Gibt es Alternativen zu Titandioxid?

Wie die EMA in ihrer Analyse weiter ausführt, wird Titandioxid extensiv in der Arzneimittelherstellung genutzt: Laut den EU-Handelsverbänden enthalten etwa 91.000 Humanarzneimittel und 800 Tierarzneimittel in der EU Titandioxid. Das betrifft so gut wie alle oralen Arzneiformen: Tabletten, Weichkapseln, Hartkapseln, Granulate/Pulver für orale Lösungen oder Suspensionen, orale Pasten oder Gele – aber auch in kutanen, inhalativen (Kapselhüllen), oromukosalen, sublingualen, transdermalen und vaginalen Arzneiformen kann Titandioxid enthalten sein. Essenzielle Arzneimittel wie Antidiabetika oder Antibiotika seien betroffen.  

Dieser weit verbreitete Einsatz ist offenbar damit zu begründen, dass bislang kein einziges Material identifiziert worden sei, das über die gleiche Kombination an Eigenschaften verfügt: 

  • Lichtundurchlässigkeit
  • Kontrastverstärkung
  • TiO2 ist inert
  • UV-Schutz
  • Oberflächenbeschaffenheit des finalen Produkts

Alternativen bergen Nachteile

Gerade dort, wo Titandioxid für mehr als eine dieser Funktionen benötigt wird, sei ein Ersatz schwierig. Calciumcarbonat, Talkum und Stärke seien zwar mögliche Alternativen, diese sollen aber Nachteile mit sich bringen:  

  • keine ausreichend dünnen Filmüberzüge
  • Probleme in der Lieferkette
  • Verunreinigungsrisiko

Jedes betroffene Arzneimittel müsse zudem individuell hinsichtlich Alternativen, Neuformulierung, Auflösungs- und Stabilitätsdaten sowie potenziell Bioäquivalenz untersucht werden. All das müsse dann durch die zuständigen Zulassungsbehörden nochmals bewertet werden.

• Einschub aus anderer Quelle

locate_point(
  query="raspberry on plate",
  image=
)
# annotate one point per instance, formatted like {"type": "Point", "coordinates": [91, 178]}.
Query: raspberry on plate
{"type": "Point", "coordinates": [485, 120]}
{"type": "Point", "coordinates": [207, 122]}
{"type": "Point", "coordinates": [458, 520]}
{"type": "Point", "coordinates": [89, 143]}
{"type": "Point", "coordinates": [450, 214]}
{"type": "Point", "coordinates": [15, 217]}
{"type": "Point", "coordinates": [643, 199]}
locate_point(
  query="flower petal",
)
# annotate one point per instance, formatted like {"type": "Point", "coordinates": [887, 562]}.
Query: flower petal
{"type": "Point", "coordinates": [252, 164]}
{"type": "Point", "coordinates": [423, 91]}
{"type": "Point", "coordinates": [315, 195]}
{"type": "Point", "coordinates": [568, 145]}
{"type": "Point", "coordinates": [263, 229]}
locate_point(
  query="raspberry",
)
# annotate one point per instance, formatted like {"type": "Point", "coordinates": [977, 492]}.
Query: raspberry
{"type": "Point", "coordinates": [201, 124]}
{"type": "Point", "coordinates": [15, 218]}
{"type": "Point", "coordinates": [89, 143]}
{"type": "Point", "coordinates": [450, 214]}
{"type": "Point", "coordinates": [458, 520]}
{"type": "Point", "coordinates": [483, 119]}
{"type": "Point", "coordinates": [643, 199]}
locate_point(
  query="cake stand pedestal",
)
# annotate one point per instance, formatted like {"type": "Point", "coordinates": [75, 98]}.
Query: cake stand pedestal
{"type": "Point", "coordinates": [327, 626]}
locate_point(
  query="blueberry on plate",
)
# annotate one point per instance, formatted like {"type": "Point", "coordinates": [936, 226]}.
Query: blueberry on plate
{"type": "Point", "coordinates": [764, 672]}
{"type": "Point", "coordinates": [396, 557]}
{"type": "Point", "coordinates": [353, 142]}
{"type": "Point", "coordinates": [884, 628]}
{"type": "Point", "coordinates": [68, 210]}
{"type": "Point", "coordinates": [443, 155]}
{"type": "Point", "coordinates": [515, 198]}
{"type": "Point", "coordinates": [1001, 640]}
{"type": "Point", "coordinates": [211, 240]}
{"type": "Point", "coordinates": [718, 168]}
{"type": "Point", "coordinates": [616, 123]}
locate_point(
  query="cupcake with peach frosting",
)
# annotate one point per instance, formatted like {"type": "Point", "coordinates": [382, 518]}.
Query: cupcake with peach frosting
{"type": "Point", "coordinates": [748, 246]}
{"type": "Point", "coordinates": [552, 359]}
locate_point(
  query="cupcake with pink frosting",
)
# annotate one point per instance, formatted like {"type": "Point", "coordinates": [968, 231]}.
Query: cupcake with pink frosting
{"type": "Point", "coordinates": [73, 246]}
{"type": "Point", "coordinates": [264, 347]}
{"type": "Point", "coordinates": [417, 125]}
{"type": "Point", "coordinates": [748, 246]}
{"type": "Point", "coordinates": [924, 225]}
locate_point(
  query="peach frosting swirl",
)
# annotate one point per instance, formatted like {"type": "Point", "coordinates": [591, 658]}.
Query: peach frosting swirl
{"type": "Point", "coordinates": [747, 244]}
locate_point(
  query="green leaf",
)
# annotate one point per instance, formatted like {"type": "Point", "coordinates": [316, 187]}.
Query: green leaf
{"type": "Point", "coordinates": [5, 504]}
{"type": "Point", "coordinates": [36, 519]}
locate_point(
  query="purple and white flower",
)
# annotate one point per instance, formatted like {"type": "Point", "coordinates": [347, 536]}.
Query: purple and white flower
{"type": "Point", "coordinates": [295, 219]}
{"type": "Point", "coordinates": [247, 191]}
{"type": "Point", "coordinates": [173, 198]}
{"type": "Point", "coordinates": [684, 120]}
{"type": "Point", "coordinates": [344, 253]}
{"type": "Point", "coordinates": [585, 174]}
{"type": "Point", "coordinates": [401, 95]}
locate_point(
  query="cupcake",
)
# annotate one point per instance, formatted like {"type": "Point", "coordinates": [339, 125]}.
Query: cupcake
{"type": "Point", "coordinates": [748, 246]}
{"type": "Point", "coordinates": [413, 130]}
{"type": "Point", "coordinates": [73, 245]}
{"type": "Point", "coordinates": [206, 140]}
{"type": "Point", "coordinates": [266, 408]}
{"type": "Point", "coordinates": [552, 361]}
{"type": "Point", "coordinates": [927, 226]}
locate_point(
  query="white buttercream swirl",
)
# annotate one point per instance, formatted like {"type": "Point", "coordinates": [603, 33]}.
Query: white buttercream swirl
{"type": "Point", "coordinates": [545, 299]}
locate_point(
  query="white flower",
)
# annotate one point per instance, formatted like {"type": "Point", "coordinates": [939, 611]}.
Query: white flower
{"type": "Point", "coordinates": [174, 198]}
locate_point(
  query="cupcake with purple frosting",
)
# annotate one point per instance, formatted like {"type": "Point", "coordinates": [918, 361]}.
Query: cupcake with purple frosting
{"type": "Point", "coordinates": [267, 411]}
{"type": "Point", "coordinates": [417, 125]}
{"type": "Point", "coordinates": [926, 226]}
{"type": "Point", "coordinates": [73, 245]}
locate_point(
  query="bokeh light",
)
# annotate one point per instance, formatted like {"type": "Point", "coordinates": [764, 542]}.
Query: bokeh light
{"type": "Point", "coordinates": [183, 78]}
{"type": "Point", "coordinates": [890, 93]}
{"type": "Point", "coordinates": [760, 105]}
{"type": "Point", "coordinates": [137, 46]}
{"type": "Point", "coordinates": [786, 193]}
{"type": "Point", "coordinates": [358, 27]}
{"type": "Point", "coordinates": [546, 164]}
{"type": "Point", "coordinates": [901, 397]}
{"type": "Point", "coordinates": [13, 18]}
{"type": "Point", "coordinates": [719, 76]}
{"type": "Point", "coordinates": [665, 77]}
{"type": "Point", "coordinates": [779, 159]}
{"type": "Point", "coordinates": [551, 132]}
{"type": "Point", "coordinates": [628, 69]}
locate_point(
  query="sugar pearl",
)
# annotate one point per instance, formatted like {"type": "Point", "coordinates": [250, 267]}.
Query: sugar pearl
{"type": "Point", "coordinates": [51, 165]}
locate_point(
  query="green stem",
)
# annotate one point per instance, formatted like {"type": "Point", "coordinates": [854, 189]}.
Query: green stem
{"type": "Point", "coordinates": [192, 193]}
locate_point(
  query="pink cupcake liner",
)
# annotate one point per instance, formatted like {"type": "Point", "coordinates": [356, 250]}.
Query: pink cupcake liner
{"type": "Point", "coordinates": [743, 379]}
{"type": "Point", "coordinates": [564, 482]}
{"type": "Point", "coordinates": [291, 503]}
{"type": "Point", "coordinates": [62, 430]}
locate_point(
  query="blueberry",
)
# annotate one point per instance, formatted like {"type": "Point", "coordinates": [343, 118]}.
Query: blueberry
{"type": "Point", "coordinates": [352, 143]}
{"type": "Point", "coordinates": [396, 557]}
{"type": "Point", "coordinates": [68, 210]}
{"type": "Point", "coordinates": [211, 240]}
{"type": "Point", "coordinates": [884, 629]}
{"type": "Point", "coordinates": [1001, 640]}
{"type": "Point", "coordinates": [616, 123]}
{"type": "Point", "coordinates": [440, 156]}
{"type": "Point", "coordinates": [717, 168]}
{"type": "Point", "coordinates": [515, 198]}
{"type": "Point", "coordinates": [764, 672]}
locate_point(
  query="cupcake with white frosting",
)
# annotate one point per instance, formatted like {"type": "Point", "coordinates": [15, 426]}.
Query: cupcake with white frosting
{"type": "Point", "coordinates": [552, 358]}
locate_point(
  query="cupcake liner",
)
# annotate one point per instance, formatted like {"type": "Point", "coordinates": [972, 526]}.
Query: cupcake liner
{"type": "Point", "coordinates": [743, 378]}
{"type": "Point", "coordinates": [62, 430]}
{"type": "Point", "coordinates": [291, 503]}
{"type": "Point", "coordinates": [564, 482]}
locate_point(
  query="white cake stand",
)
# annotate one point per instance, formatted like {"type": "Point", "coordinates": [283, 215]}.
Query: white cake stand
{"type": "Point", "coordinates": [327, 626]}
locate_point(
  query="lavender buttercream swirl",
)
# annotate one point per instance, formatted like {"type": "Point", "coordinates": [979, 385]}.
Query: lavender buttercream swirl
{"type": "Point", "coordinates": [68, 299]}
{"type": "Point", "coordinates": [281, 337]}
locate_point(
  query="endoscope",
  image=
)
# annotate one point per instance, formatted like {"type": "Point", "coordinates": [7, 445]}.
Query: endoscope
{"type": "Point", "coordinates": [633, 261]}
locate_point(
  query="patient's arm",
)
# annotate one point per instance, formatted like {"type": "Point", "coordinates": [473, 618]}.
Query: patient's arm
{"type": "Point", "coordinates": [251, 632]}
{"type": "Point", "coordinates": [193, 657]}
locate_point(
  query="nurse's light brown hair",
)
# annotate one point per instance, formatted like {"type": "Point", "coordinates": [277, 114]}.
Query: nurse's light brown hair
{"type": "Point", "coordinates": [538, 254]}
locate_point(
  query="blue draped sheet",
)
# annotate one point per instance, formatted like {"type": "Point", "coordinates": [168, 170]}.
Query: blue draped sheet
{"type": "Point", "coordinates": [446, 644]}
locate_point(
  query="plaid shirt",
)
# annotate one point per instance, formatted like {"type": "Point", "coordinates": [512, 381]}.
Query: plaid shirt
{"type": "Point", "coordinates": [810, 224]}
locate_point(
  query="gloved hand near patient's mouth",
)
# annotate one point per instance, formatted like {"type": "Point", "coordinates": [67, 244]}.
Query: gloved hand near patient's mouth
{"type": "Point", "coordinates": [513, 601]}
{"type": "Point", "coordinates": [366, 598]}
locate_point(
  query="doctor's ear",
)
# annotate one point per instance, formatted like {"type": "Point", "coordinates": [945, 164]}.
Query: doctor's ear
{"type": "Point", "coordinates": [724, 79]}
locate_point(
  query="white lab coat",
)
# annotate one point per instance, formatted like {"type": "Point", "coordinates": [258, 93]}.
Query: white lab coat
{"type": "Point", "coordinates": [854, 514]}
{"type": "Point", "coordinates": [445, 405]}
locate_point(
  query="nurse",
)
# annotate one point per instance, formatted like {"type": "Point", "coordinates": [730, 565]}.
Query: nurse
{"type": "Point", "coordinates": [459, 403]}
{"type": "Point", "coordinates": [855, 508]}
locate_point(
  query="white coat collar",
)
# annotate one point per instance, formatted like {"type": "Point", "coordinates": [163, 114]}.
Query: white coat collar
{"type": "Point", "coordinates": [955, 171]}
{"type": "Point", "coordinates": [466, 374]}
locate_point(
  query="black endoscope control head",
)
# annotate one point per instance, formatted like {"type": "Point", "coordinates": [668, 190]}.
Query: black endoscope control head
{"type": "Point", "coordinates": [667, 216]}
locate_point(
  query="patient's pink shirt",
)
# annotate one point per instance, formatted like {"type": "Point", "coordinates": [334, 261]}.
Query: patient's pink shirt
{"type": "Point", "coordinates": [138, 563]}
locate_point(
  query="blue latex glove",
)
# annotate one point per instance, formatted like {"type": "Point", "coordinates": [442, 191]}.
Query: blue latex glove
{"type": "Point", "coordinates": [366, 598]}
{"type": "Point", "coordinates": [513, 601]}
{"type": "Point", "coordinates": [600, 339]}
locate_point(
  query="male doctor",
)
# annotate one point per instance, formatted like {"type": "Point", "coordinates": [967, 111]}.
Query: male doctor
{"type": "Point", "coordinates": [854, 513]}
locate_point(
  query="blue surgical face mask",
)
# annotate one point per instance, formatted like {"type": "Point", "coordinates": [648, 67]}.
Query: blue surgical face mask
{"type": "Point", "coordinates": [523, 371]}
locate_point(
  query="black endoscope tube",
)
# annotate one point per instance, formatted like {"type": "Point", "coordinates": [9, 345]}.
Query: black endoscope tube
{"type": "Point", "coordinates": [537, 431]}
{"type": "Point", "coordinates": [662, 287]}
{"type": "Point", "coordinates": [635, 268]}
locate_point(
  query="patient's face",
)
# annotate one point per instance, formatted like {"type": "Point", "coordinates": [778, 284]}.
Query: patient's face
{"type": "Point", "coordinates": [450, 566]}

Weltweites Verbot von Titandioxid nötig

Außerdem befürchtet die EMA, dass Europa am Ende die einzige Region weltweit sein könnte, in der Titandioxid in Arzneimitteln nicht mehr verwendet werden darf. Die Industrie müsste also neue Formulierungen speziell für die EU entwickeln. Schließlich könne man jetzt auch noch keinen Zeitplan vorgeben, in dem eine schrittweise Abschaffung von Titandioxid in allen oder auch nur bestimmten Arzneimitteln machbar wäre. Eine Neuformulierung könne Jahre dauern. Lieferengpässe und Marktrücknahmen wären damit vorprogrammiert. 
Es ist also eine Frage der Zeit. Aus rein technischer Sicht, erklärt die EMA, sollte ein (jeweils individueller) Ersatz von Titandioxid möglich sein.